Galatians - Introduction

Galatians was sent as a circular letter to a group of churches in Galatia, where it would have been read aloud, perhaps on several occasions in the context of worship ( 1:2 ). This is the most passionate of Paul's letters; only 2 Cor 10–13 is partly comparable. There has never been any doubt about the authorship of Galatians: here we meet Paul's pugnacious defence of ‘the truth of the gospel’ ( 2:5 ), as well as his exposition of the significance of God's disclosure of Jesus Christ ( 1:12 ). Paul's letter is carefully crafted, though in places the modern reader wishes he had clarified some of his statements. We do not know whether Paul's attempt to fend off the threat of the agitators who had infiltrated the Galatian churches met with immediate success. In the long run, however, Paul was successful: his insistence that Gentiles need not observe the whole Mosaic law (including circumcision) as an integral part of their commitment to Christ won the day, but the debates on this issue rumbled on in some circles well into the latter part of the second century (cf. Justin Martyr, Dialogue, 47), and even occasionally thereafter.

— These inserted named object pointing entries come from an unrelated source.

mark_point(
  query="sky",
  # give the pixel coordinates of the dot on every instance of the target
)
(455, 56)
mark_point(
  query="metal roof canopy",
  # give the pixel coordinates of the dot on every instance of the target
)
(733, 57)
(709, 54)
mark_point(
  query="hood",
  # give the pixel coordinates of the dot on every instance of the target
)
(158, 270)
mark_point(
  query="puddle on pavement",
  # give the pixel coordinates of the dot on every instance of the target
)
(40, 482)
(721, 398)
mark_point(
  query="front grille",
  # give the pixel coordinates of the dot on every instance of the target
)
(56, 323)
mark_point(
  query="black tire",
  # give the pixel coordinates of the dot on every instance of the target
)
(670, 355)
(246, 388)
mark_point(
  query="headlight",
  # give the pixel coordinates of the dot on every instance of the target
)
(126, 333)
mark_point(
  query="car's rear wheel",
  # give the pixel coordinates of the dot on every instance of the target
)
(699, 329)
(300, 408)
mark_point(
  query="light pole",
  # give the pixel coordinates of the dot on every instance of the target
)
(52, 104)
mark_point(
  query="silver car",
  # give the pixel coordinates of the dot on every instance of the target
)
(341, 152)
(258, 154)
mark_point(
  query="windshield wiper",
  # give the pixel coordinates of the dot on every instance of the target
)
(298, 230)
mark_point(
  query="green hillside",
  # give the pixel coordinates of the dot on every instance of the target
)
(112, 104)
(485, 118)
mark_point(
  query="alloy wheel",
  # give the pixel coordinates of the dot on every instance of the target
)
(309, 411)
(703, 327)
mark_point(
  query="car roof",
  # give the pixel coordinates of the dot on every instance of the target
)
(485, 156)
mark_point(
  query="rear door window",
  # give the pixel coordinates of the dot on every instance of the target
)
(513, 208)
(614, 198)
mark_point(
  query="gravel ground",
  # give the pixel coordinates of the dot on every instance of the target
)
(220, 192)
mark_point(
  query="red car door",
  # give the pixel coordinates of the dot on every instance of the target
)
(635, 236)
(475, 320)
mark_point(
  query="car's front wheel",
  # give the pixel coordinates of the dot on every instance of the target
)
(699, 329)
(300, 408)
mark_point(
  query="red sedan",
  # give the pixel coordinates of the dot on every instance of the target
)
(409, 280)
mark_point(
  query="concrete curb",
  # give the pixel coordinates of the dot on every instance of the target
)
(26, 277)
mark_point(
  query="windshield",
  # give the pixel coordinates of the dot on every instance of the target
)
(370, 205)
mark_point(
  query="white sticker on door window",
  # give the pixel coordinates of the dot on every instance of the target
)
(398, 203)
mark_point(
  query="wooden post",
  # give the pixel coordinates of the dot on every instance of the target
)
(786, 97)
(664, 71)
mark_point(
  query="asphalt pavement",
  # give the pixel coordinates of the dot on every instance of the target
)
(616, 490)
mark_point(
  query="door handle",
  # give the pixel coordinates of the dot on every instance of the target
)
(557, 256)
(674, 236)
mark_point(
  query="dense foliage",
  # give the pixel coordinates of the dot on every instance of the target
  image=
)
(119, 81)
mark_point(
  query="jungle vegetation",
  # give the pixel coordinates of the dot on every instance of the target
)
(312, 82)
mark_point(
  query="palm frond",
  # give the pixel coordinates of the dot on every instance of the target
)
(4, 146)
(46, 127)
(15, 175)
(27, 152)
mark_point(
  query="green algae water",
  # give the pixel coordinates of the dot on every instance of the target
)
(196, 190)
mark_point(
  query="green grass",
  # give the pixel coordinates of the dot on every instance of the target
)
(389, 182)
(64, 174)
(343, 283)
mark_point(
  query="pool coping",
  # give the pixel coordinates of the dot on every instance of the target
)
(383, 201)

In places Paul uses strong language which must have made some of the first listeners to this letter wince (cf. 3:1; 4:30; 5:12 ). Occasional scholarly attempts to ‘improve’ Paul's line of argument by removing some verses as later non-Pauline additions have not won support. We can be confident that the letter we have is very similar to the letter Paul dictated to an amanuensis before adding the final section in his own handwriting (cf. 6:11 ). In view of the extent to which some of Paul's key points are expressed more judiciously in some of his later letters, it is perhaps surprising that the early scribes who copied it did not make more strenuous efforts to harmonize it with the ‘later’, more moderate Paul.

Galatians was written to quite specific circumstances which are difficult to reconstruct in detail, though the main issues at stake are clear. Paul's dispute with the agitators elicited some of his most profound theological statements. Only Romans has made a greater impact on later Christian thinkers and believers. In modern times Galatians has surpassed even Romans in the role it has played in reconstructions of the history of earliest Christianity. Interpretation of Paul's accounts of the Jerusalem ‘council’ ( 2:1–10 ) and of his clash with Peter at Antioch ( 2:11–14 ) is always prominent in discussion of the tensions within early Christianity.